Saturday, February 25, 2017

A Quiet Place

As I've mentioned before, I'm working through Kim Manely Ort's book Adventures In Seeing with a group of online photographers. The adventure this week had us looking for and capturing the essence of a place. I had a hard time wrapping my mind around that until I read this definition of essence. Essence is the "attribute or set of attributes that make an entity or substance what it fundamentally is, and which it has by necessity, and without which it loses its identity." The last phrase stuck with me. I began looking at places with the question "if this or that were taken away, would it change what this place is?"

Wandered through an old cemetery, I began to think about it's essence. What makes it what it is? Of course, the obvious is that a cemetery is a place of burial, but the not so obvious is what keeps me interested in early cemeteries. They have characteristics that are not found in modern ones.

As I entered the gates of the cemetery and gazed around, my eyes first noticed the shapes and sizes of the markers. The size usually depends on the wealth and status of the deceased in their community.

I was intrigued by the symbols that had been chosen to be engraved on the markers. Symbols can tell about the person who is buried there. It can tell of their marital status, religious beliefs, whether they are a mother, father or child, and sometimes even their occupation. Clasped hands are very common which can stand for a man holding a woman's hand, indicate marriage, or a symbol of farewell. The mansions in heaven are often depicted showing eternal life. Wreaths speak of victory in death. Three chain links that stand for friendship, love, and truth can be found on markers provided by the Grand United Order of Oddfellows. They provided burial plots and markers for those who could not afford their own. Four-petaled flowers represent the dogwood blooms which means resurrection, sacrifice, and eternal life.

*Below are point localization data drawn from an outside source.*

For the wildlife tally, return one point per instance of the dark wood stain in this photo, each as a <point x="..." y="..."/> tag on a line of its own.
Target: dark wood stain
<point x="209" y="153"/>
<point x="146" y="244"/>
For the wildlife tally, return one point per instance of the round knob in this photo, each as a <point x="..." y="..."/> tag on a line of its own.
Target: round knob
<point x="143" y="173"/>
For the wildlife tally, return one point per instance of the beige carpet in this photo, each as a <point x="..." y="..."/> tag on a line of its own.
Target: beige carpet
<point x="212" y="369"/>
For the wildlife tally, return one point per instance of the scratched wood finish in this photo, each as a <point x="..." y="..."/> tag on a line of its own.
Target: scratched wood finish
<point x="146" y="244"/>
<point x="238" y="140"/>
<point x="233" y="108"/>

I found grave markers trimmed with simple things such as marbles, rocks, or shells. Other markers were so weathered or covered with lichen that they were impossible to read.

Many graves were outlined with concrete. Sometimes items such as rocks were placed in the concrete or the concrete was carved with names. Some plots, mostly family plots, were enclosed in ornate fences.

There were markers to honor veterans from the War of 1812, the Civil War, and both World Wars.

Wandering through old cemeteries leaves me with a sense of peace. It's quiet. Usually the only sounds I hear are the birds and the rustle of leaves beneath my feet. I can reflect on those who are buried here, the lives they may have lived, the sorrows they endured, and I can whisper a prayer of gratitude for those who served our country.


  1. I like the symbolism of the Four-petaled flowers represent the dogwood blooms which means resurrection, sacrifice, and eternal life. So interesting too the different carvings in your fourth photo. Black and white images are perfect for this posting on the essence of cemeteries.

  2. I love wandering in cemeteries, the older the better. I enjoy the quiet, and try to imagine what the lives of some of those people might have been like. Your black and white images have a timelessness that feels just right.

  3. i did not "get it" until the last phrase, then it kicked it. your images are amazing - you really "got this" and your pictures as well as your narrative were needed in this exercise!!

    i really appreciated what you put in to this, well done. i do not like cemeteries and have a hard time walking around in them. i can't get past the death part - the sadness part, and that ruins it for me!!

  4. I love the way you captured the essence - black and white sets the perfect mood!

  5. I really enjoyed this post, Cathy, as I love exploring cemeteries (well, in the daylight, that is!). Love the way the shadows are captured in your black and white photography!

  6. I like these B&W photos which help give essence to the photos of the old cemetery. I like to wander among old tombstones - they have such a story to tell with their carvings and quotes.